LAS VEGAS - Roughly 350 Republican leaders will decide the GOP nominee for Nevada's special election to fill a vacant House seat, the Nevada Republican Party told its members.
All members of the state GOP central committee can vote on the nominee when the party meets in Reno later this month.
The announcement late Thursday means party leaders who don't live in the northern Nevada House district and can't vote in the Sept. 13 election will have a say in who is listed on the ballot.
The nominating process will not be limited to the 16 Republicans who have already filed to run for the seat, or necessarily even include all of those would-be candidates.
Instead, party rules state that any Republican who receives at least two votes from state central committee members during the meeting can compete in the nomination process.
Once the contenders have been chosen, the committee will vote. The candidate who wins a majority of the votes will become the nominee. If no candidates secure a majority, central committee members will take another vote to decide between the two top vote-getters.
Whether the party's decision will stand is in dispute.
Nevada has never held a special election to fill a vacant House seat. State officials initially said the no primary contest would unfold as an open election, with the highest vote-getter winning the seat. Under those rules, 30 candidates filed to run for the job, including a handful of Republicans and Democrats.
The GOP sued, claiming the open process ignores the role political parties traditionally play in elections. In most Nevada elections, party members decide the general election candidate in a primary.
A lower court agreed with the GOP, but that ruling has been appealed and is under review by the Nevada Supreme Court.
That court won't make a decision until after the Democrats and Republicans have chosen their nominees.
If the high court rules in favor of the open contest, all candidates who filed to enter the race, not just the candidates nominated by the parties, will appear on the ballot.

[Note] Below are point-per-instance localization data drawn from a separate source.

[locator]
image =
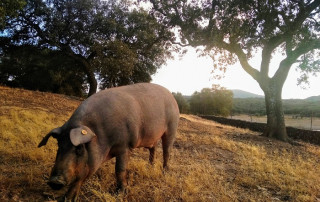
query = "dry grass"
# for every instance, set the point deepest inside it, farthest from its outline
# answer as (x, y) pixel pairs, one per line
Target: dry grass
(302, 123)
(210, 162)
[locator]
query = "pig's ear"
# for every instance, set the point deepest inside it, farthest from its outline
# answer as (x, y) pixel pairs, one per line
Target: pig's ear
(81, 135)
(54, 133)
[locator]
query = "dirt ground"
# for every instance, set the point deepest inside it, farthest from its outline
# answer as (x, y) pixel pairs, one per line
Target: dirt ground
(209, 161)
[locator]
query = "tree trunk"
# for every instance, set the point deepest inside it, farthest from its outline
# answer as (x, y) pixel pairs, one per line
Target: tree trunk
(92, 82)
(275, 117)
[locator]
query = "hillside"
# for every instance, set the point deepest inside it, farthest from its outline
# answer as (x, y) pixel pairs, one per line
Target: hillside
(244, 94)
(210, 161)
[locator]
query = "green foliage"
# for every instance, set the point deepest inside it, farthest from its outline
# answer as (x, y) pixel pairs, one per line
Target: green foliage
(108, 39)
(183, 104)
(296, 107)
(211, 102)
(9, 9)
(234, 30)
(41, 69)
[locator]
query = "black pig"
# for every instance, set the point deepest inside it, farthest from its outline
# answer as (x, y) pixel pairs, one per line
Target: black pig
(110, 124)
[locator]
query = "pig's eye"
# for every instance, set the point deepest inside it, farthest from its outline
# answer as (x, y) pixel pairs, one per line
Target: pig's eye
(79, 150)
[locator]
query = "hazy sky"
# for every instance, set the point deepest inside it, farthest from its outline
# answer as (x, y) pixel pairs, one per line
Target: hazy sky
(192, 73)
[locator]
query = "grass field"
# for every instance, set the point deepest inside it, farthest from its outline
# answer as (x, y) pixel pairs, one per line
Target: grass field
(302, 123)
(210, 161)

Republicans will also elect a new chairman during the state GOP meeting on June 18. Former chairman Mark Amodei is among several high-profile Republicans who have filed to run for the House seat recently vacated by Republican Dean Heller when Heller moved to the U.S. Senate.
The Democratic Party is still deciding how its roughly 580 state central committee members will select their nominee during its statewide meeting in Reno on June 25.